Geboren am 6. März 1952 in Orbassano, Provinz Turin.
In den 1990er Jahren begann ich dank einer befreundeten Keramikerin, auf Keramik und Stoff zu malen, besuchte Kurse und arbeitete für einige Geschäfte. Die Keramikmalerei blieb eine Konstante und entwickelte sich zur weichen Ölmalerei, die der Malerei auf Leinwand sehr ähnlich ist, jedoch auf Porzellan und Keramik angewandt wird.
2011 besuchte ich einen Ölmalkurs und begann mit guten Ergebnissen zu malen. Ermutigt von meiner Lehrerin nahm ich anschließend auch an einigen Freiluft-Malwettbewerben mit bescheidenem Erfolg teil.
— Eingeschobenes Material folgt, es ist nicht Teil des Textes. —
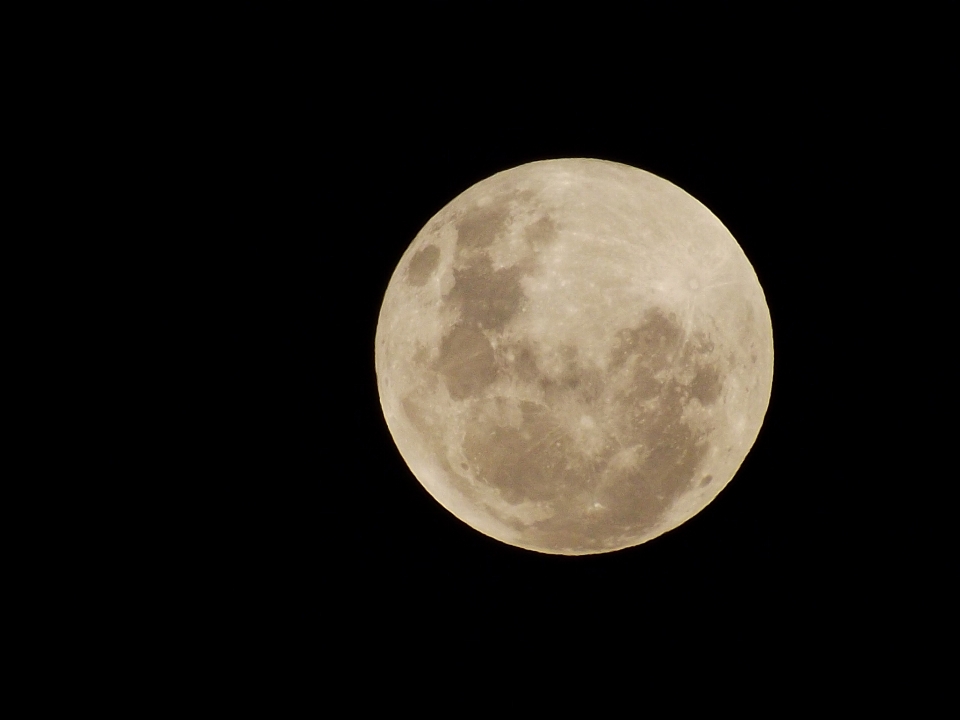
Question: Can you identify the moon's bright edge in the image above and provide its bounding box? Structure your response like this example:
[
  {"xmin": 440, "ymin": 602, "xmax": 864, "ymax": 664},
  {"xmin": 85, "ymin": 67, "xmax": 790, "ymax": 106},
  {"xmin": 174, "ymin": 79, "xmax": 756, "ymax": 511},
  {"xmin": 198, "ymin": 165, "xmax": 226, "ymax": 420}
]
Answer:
[{"xmin": 376, "ymin": 159, "xmax": 773, "ymax": 555}]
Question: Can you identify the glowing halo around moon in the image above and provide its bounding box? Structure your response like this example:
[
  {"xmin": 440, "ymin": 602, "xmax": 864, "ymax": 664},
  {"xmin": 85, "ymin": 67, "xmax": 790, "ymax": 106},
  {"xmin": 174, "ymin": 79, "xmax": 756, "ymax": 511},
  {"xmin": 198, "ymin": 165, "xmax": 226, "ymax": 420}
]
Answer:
[{"xmin": 375, "ymin": 159, "xmax": 773, "ymax": 555}]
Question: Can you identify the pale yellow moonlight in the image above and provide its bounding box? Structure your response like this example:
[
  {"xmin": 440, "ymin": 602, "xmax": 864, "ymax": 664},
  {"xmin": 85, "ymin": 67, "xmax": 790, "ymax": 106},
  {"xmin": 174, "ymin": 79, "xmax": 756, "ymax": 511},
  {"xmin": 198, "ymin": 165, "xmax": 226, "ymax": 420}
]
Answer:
[{"xmin": 376, "ymin": 159, "xmax": 773, "ymax": 555}]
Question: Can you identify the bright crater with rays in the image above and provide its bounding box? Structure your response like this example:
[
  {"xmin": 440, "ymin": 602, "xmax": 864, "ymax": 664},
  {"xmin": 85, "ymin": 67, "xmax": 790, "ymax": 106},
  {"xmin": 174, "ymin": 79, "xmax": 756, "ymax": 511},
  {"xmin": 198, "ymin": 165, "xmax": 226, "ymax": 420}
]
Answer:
[{"xmin": 376, "ymin": 159, "xmax": 773, "ymax": 555}]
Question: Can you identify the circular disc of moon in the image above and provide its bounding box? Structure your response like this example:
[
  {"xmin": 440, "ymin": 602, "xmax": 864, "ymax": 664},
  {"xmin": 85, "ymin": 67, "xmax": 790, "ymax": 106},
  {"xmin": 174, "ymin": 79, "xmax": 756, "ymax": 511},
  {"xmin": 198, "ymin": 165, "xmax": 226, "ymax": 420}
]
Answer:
[{"xmin": 376, "ymin": 159, "xmax": 773, "ymax": 555}]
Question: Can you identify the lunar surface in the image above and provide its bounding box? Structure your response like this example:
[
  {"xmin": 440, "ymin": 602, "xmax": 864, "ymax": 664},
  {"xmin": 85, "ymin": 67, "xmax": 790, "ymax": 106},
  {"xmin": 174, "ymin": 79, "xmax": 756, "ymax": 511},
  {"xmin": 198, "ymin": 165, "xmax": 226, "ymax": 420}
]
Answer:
[{"xmin": 375, "ymin": 159, "xmax": 773, "ymax": 555}]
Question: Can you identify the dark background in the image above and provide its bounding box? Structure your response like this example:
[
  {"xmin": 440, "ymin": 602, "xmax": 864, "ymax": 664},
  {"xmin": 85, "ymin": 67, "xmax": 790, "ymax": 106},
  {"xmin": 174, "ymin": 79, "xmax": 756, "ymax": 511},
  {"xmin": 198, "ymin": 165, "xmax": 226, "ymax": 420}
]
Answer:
[{"xmin": 75, "ymin": 3, "xmax": 945, "ymax": 656}]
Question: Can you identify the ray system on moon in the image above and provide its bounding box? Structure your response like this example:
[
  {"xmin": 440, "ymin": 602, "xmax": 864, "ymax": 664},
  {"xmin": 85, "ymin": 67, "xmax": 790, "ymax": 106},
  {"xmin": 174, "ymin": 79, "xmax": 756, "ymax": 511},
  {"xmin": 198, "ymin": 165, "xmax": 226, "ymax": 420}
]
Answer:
[{"xmin": 376, "ymin": 159, "xmax": 773, "ymax": 555}]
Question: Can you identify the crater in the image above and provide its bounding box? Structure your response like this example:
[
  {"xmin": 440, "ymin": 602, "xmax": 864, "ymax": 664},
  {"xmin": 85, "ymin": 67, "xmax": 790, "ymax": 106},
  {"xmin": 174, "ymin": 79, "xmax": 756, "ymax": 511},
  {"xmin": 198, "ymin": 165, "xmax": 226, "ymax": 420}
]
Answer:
[
  {"xmin": 457, "ymin": 197, "xmax": 510, "ymax": 248},
  {"xmin": 690, "ymin": 366, "xmax": 723, "ymax": 405},
  {"xmin": 610, "ymin": 308, "xmax": 683, "ymax": 372},
  {"xmin": 434, "ymin": 325, "xmax": 497, "ymax": 400},
  {"xmin": 444, "ymin": 255, "xmax": 526, "ymax": 331},
  {"xmin": 523, "ymin": 215, "xmax": 559, "ymax": 248},
  {"xmin": 463, "ymin": 402, "xmax": 586, "ymax": 505},
  {"xmin": 407, "ymin": 245, "xmax": 440, "ymax": 287}
]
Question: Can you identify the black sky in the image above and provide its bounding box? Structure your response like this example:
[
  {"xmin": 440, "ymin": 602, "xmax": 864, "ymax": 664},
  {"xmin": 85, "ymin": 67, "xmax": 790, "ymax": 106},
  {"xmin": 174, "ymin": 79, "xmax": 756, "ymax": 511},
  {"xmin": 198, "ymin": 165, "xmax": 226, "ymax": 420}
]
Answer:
[{"xmin": 129, "ymin": 4, "xmax": 944, "ymax": 660}]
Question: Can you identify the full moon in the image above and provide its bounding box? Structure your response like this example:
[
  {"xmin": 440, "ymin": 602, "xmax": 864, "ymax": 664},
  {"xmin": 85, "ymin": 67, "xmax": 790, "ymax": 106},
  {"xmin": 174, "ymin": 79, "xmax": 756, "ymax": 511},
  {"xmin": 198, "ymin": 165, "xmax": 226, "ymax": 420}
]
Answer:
[{"xmin": 375, "ymin": 159, "xmax": 773, "ymax": 555}]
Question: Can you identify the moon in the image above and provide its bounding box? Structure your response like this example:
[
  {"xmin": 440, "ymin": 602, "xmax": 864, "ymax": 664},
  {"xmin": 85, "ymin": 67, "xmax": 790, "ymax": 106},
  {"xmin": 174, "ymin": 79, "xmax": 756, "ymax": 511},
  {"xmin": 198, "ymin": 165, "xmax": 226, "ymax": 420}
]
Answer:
[{"xmin": 375, "ymin": 158, "xmax": 773, "ymax": 555}]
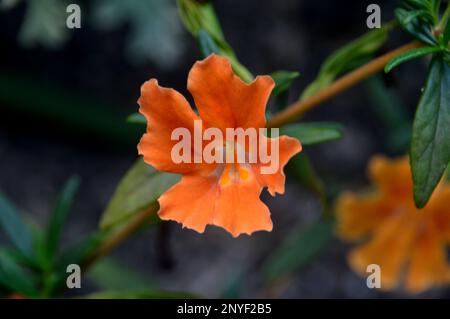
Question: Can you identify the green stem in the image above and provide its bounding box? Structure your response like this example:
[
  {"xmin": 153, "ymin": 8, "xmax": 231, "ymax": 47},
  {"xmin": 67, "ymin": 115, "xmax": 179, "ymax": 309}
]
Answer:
[{"xmin": 440, "ymin": 2, "xmax": 450, "ymax": 29}]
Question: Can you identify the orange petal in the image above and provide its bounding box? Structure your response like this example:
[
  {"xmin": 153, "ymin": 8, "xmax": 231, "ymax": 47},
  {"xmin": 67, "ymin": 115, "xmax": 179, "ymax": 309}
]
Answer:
[
  {"xmin": 158, "ymin": 174, "xmax": 219, "ymax": 233},
  {"xmin": 252, "ymin": 135, "xmax": 302, "ymax": 196},
  {"xmin": 336, "ymin": 193, "xmax": 394, "ymax": 240},
  {"xmin": 349, "ymin": 214, "xmax": 416, "ymax": 290},
  {"xmin": 213, "ymin": 174, "xmax": 272, "ymax": 237},
  {"xmin": 188, "ymin": 54, "xmax": 275, "ymax": 130},
  {"xmin": 406, "ymin": 229, "xmax": 450, "ymax": 293},
  {"xmin": 138, "ymin": 79, "xmax": 205, "ymax": 173},
  {"xmin": 158, "ymin": 170, "xmax": 272, "ymax": 237},
  {"xmin": 369, "ymin": 156, "xmax": 412, "ymax": 201}
]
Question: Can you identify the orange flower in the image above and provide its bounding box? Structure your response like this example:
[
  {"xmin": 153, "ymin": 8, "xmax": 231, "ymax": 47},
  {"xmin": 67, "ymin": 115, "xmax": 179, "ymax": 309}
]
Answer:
[
  {"xmin": 337, "ymin": 156, "xmax": 450, "ymax": 293},
  {"xmin": 138, "ymin": 55, "xmax": 301, "ymax": 237}
]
2018 wurde ich ausgewählt, an der ersten Biennale von Chivasso teilzunehmen, wo ich „Il blu del nord“ ausstellte, eine Leinwand, auf der ich die Farben eines in Tromsø beobachteten Polarlichts darstelle. Seitdem habe ich an verschiedenen Freiluftmalereien und lokalen Ausstellungen, auch in Ligurien, teilgenommen.
2020 gewann ich den internationalen Van-Gogh-Wettbewerb in der Kategorie Impressionismus mit dem Werk „Campo di lavande“.
2022 wurde das Werk „colline toscane“ in der Galerie Accorsi in Turin Teil der Dauerausstellung, und ebenfalls 2022, vom 2. bis 9. September, zeigte ich in der Galerie Accorsi Arte in Venedig anlässlich der 59. Biennale von Venedig meine erste Einzelausstellung.
Am 18. September nahm ich mit 5 Werken an einer kleinen Einzelausstellung bei der Vernissage der Asti Art Gallery teil, wo die Werke bis Januar 2023 ausgestellt blieben. Ebenfalls in der Galerie Accorsi in Venedig stellte ich für einige Monate ein Werk aus, das vom spanischen Maler Romero inspiriert war, dessen besondere Landschaften mich beeindrucken.
Seit 2023 habe ich an verschiedenen Ausstellungen mit Anerkennung teilgenommen, unter anderem an einer Kritik von Vittorio Sgarbi zu einem Werk mit dem Titel „Oltre lo spazio“, das am Wettbewerb zum hundertsten Geburtstag Einsteins an der Accademia di Brera teilnahm.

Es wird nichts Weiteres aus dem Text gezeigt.